Als Koordinator der Intensivmedizin der München Klinik merkt Oberarzt Dr. Niklas Schneider dazu an: „Auch oder gerade wenn der Platz in den Isolierboxen auf der Intensivstation beengt ist, gibt es Situationen, in denen ein zusätzlicher Schutzschild sinnvoll eingesetzt werden kann. Der Schutzschild soll die bereits vorhandene Schutzausrüstung nicht ersetzen, sondern kann sie ergänzen.“

Auch die Klinikhygiene hebt den Daumen und begrüßt den Einsatz – eine Reinigung und Desinfektion kann analog wie bei sensiblen Operationsbereichen nach dem Einsatz des Schildes mit alkoholfreien Flächendesinfektionsmitteln erfolgen.
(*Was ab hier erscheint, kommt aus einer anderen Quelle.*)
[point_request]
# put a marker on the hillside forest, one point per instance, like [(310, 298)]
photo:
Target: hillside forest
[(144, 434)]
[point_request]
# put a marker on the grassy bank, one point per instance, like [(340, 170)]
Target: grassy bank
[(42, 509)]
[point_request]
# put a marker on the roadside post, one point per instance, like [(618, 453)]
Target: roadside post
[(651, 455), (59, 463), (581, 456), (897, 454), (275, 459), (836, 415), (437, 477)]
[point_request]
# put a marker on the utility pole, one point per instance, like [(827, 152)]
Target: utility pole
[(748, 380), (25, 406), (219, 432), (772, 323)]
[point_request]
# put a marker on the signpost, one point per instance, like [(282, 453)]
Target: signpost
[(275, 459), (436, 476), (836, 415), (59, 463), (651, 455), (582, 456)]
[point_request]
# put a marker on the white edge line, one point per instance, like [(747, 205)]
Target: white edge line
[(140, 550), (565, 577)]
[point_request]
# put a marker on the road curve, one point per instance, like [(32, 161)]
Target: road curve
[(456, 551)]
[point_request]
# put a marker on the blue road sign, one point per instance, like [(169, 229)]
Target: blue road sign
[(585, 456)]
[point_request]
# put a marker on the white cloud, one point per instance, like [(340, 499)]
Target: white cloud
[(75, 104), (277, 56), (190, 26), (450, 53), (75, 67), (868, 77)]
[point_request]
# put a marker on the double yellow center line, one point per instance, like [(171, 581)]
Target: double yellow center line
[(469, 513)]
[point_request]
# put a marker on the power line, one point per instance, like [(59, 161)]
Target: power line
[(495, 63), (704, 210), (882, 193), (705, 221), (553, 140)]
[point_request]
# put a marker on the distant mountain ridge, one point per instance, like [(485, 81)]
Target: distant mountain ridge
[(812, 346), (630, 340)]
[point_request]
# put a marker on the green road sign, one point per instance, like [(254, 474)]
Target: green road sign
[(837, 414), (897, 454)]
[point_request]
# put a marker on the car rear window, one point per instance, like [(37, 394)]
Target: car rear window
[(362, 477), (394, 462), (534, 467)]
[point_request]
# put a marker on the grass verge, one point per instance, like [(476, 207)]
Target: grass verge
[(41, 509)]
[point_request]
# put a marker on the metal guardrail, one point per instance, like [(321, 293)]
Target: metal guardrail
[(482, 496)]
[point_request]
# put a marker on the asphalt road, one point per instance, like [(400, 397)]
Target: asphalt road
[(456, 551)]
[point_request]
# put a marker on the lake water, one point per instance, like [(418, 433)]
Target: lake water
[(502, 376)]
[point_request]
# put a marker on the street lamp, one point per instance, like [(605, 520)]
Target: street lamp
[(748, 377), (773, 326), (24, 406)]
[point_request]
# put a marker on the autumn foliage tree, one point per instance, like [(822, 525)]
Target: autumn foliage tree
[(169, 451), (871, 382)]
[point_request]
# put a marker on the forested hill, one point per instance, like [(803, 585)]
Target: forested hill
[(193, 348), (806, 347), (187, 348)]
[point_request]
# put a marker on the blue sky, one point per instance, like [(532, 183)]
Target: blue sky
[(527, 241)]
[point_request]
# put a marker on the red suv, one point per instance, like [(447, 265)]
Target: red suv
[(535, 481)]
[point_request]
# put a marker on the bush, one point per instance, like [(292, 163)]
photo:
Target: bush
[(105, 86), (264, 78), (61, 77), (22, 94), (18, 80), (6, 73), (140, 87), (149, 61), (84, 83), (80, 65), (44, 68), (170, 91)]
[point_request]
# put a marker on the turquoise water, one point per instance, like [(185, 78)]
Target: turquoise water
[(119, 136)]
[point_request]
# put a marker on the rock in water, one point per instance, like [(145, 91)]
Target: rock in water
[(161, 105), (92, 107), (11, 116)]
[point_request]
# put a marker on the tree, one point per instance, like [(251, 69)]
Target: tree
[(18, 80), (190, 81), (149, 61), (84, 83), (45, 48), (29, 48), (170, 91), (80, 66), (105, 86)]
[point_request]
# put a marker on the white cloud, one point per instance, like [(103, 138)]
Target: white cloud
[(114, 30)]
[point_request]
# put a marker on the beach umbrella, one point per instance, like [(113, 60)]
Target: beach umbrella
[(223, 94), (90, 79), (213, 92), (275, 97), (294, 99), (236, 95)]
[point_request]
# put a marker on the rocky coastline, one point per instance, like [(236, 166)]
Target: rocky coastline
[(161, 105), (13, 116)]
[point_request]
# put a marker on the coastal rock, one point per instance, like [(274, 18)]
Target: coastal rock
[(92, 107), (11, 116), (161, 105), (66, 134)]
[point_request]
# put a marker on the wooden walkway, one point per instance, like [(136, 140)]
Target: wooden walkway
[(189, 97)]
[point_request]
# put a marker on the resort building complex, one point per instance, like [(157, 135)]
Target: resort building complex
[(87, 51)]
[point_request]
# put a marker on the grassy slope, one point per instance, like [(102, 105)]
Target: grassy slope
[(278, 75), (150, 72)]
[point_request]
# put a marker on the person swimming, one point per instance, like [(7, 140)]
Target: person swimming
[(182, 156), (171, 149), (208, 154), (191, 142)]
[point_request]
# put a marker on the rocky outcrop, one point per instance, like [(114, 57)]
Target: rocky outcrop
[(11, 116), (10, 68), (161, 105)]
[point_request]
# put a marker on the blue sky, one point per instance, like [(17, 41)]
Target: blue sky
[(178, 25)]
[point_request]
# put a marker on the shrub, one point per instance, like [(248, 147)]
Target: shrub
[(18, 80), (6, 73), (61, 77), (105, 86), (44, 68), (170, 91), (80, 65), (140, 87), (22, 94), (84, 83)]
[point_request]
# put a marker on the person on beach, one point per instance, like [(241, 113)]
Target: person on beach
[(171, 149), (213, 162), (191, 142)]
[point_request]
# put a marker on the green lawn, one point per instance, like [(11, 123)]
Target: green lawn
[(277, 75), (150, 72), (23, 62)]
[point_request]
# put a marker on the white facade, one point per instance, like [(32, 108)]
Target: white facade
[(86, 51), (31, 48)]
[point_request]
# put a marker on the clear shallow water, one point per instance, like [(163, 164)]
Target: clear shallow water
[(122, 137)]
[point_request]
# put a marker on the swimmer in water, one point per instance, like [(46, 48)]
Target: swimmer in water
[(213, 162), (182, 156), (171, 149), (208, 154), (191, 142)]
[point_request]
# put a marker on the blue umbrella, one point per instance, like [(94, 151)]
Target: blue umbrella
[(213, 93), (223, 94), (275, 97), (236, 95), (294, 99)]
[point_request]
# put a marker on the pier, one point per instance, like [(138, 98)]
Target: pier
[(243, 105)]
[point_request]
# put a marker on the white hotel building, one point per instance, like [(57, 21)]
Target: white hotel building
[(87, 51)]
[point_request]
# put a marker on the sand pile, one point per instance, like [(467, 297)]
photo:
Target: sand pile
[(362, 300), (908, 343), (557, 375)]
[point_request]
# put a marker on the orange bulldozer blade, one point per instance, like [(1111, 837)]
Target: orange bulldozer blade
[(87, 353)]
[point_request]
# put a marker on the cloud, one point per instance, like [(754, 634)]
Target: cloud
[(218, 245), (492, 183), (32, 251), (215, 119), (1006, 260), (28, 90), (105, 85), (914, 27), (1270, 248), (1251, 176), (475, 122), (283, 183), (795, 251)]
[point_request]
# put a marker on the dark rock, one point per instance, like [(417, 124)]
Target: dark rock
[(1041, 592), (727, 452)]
Schutzschilder gehen bereits in Serie

In Zusammenarbeit mit der Münchner Firma Wenzel GmbH – die normalerweise Fotodrucke hinter Plexiglas auf Aluminiumplatten herstellt und Dank der Produktion die gerade angemeldete Kurzarbeit wiedereingestellt hat und auf Volllast fährt – hat die München Klinik bereits die ersten Schutzschilder produzieren lassen. Diese sind seit einer Woche an allen Standorten der München Klinik in Einsatz und werden beispielsweise in den Notfallzentren, im Funktionsbereich, auf den Intensivstationen und Normalstationen mit COVID-19-Patienten eingesetzt. „Unsere Mitarbeitenden leisten auch fernab von Corona jeden Tag Unglaubliches für die Gesundheit der Stadt München. Doch in der aktuellen Corona-Krise zeigt sich besonders, wie sehr hier alle zusammenhalten und wie jeder seinen Teil und noch ein bisschen mehr dazu beiträgt, dass wir die Situation gemeinsam meistern. Dass dabei sogar Erfindungen und Entwicklungen entstehen, die in der weiteren Klinikarbeit dauerhaft Schule machen könnten und unseren Mitarbeitenden einen zusätzlichen Schutz ermöglichen, macht mich stolz und beeindruckt mich,“ sagt Dr. Axel Fischer, Vorsitzender der Geschäftsführung der München Klinik.